We get down to a situation where we have politicians blaming each other for the issue. We heard that at the emergency department closure at Colac Hospital at the public meeting there. We are seeing our federal health minister and state health ministers continuing to blame each other for the problem. The federal government argues that state governments have ripped out money from the system. It is true in Victoria and Queensland that those governments have in fact underfunded our public hospital system; there is no question about that. But the federal government also in my view needs to answer some questions. There are concerns over the use of ABS data and the use of health inflation to justify these cuts.
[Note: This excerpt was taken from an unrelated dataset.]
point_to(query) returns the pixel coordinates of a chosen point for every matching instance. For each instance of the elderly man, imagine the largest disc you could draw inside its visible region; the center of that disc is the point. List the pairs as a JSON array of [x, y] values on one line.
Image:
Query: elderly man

When people hear politicians arguing, what they hear is that no-one is prepared to take responsibility and fix the problem. What these cuts mean is that somebody who is waiting six hours in an emergency department might have to wait a few more hours, that somebody who has been on a waiting list to have hip surgery might have to wait several months more. Yet politicians refuse to take responsibility. That is why tomorrow I am going to be introducing into this place a proposal to have a Senate inquiry to look at the issue, to take advice, to take evidence from all of the various parties, from stakeholders within the system, and try and give some semblance of sense to this dispute, to try and make it clear about where responsibility lies, to make it clear that there has to be some give and take and exactly where that line should be drawn.

But at the end of the day I take a rather old-fashioned view about this. If governments do not exist to educate our kids, to provide decent healthcare for our community and to look after the environment, what the hell are we doing here? People rightly expect that we will look after the most vulnerable people in the community, people who may be on a waiting list and possibly cannot afford private health insurance, cannot get their injury or illness seen to more quickly. They rightly expect that the public hospital system will look after them.

Ultimately we have got choices to make. We can continue down this path where we underfund the public health service, where it is a question of everyone for themselves, where we go down this dog-eat-dog line that both parties are taking us down, or we can take a different path and choose some very different priorities. We can fund our public hospital systems in a way that means that we are a much more caring, compassionate and decent society. In the end that is the job of government: to ensure that we provide universal health care for those who need it.